Append one or more interaction specs and/or checks. Returns self for chaining.

*components InteractionSpec | Check Required
Components to append in order.
.run() ScenarioResult

Execute the scenario against the SUT and return results.

return_exception bool Default: False
If True, return results even when exceptions occur instead of raising.
from giskard.checks import Scenario, FnCheck, Equals
result = await (
Scenario("customer_support")
.interact(
inputs="I need help with my account",
outputs="I'd be happy to help! What's your account number?",
)
.check(
FnCheck(
fn=lambda trace: "help" in trace.last.outputs.lower(),
name="helpful",
)
)
.interact(inputs="12345", outputs="Thank you! I've found your account.")
.check(Equals(expected_value=True, key="trace.last.metadata.account_found"))
.run()
)
# Use callables for dynamic generation
def generate_response(inputs):
if "weather" in inputs:
return "It's sunny today!"
return "I don't understand."
scenario = Scenario("dynamic_test").interact(
inputs="What's the weather?", outputs=generate_response
)
scenario = (
Scenario("context_test")
.interact(inputs="Hello", outputs="Hi! I'm Alice.")
.interact(
inputs=lambda trace: f"Nice to meet you, {trace.last.outputs.split()[-1][:-1]}!",
outputs="Nice to meet you too!",
)
)

Module: giskard.checks.core.result

Result of scenario execution with trace and check results.

ScenarioResult
status ScenarioStatus

Overall status (PASS/FAIL/ERROR/SKIP).

steps list[TestCaseResult]

Results for each step (interact + check).

final_trace Trace

Complete trace of all interactions.

passed bool

True when all steps passed.

duration_ms int

Total execution time in milliseconds.

result = await test_scenario.run()
if result.passed:
print("All checks passed!")
print(f"Total interactions: {len(result.final_trace.interactions)}")
for i, check_result in enumerate(
r for step in result.steps for r in step.results
):
print(f"Check {i}: {check_result.status}")

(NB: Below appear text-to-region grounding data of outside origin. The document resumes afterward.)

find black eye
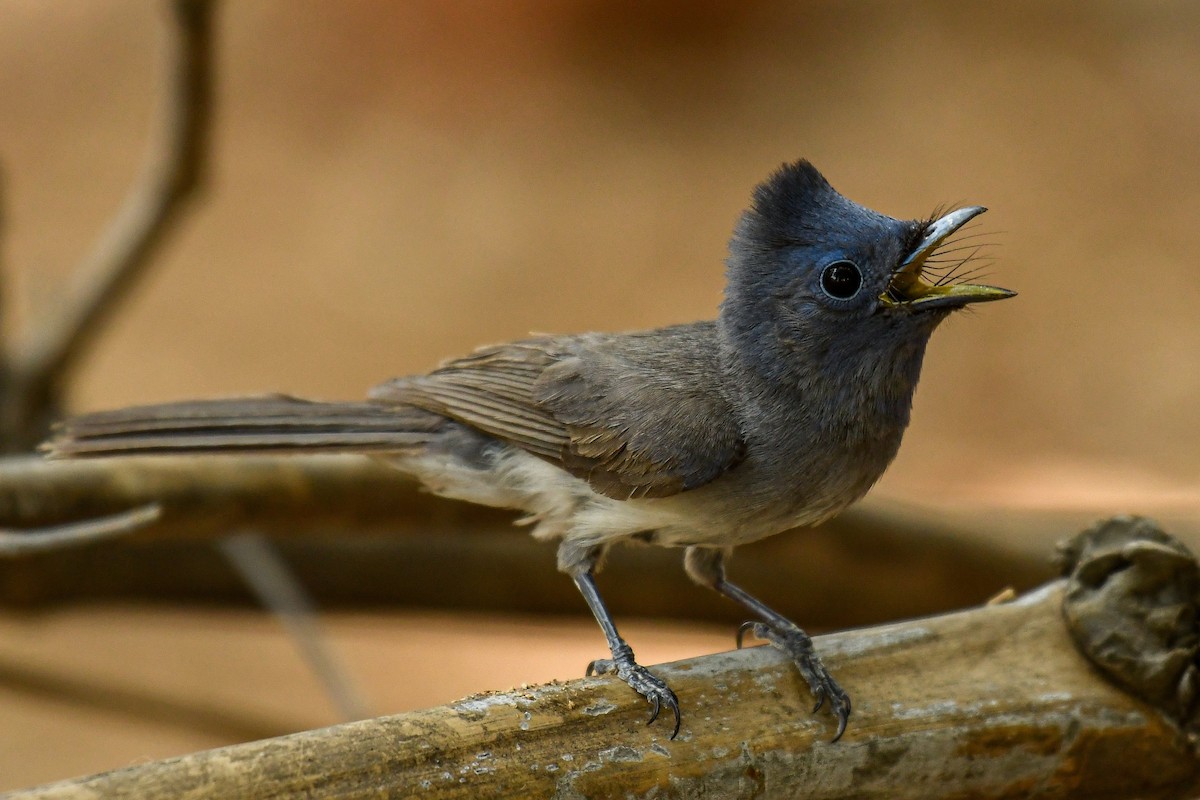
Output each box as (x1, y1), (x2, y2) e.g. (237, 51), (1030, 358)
(820, 260), (863, 300)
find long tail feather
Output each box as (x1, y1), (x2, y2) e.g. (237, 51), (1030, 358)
(44, 395), (443, 458)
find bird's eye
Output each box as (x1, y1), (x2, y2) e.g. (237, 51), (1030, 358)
(820, 260), (863, 300)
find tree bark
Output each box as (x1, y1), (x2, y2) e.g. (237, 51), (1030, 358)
(8, 518), (1199, 799)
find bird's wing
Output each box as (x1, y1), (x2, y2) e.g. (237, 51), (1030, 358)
(370, 341), (568, 462)
(369, 324), (745, 500)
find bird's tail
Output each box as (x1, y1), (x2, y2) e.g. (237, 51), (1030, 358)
(43, 395), (444, 459)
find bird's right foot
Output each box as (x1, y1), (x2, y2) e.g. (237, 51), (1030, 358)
(587, 649), (681, 739)
(738, 620), (851, 741)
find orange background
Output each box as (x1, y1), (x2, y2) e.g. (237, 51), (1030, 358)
(2, 1), (1199, 789)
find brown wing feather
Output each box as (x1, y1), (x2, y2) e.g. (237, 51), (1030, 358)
(369, 343), (570, 461)
(536, 324), (746, 499)
(370, 324), (745, 500)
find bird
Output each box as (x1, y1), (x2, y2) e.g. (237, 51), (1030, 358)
(43, 159), (1014, 742)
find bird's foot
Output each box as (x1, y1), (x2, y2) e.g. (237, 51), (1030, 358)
(737, 620), (851, 741)
(587, 648), (681, 739)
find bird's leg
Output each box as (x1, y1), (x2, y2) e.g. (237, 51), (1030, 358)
(684, 546), (850, 740)
(566, 546), (681, 738)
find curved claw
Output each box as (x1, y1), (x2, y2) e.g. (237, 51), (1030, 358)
(589, 654), (682, 740)
(585, 660), (598, 677)
(642, 684), (681, 740)
(640, 685), (681, 739)
(651, 690), (681, 740)
(750, 620), (853, 742)
(831, 709), (849, 743)
(735, 620), (758, 649)
(667, 696), (681, 740)
(828, 684), (851, 742)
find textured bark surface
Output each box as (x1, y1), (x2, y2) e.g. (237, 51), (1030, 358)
(1058, 516), (1200, 730)
(8, 576), (1199, 799)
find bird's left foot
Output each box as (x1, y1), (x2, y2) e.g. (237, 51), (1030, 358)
(738, 620), (851, 741)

Module: giskard.checks.scenarios.suite

Group multiple scenarios and run them together.

Suite() Suite
name str Required

Suite identifier.

target Callable

Optional suite-level target SUT.

.append() None

Add a scenario to the suite.

scenario Scenario Required
The scenario to add.
.run() SuiteResult

Run all scenarios serially.

target Callable
Override target for this run.
return_exception bool Default: False
Return results on exceptions.
from giskard.checks import Suite, Scenario
suite = Suite(name="my_suite", target=my_sut)
suite.append(scenario1)
suite.append(scenario2)
result = await suite.run()
print(result.pass_rate)

Module: giskard.checks.core.result

Aggregate result from suite execution.

SuiteResult
results list[ScenarioResult]

Scenario results in order.

pass_rate float

Fraction of non-skipped scenarios that passed.

duration_ms int

Total execution time in milliseconds.

passed_count int

Number of passed scenarios.

failed_count int

Number of failed scenarios.


Module: giskard.checks.scenarios.runner

Low-level runner for executing scenarios. Most users should use Scenario(...).run() instead.

.run() ScenarioResult
scenario Scenario Required

The scenario to execute.

return_exception bool Default: False

Return results on exceptions.

get_runner() ScenarioRunner

Get the default process-wide singleton runner instance.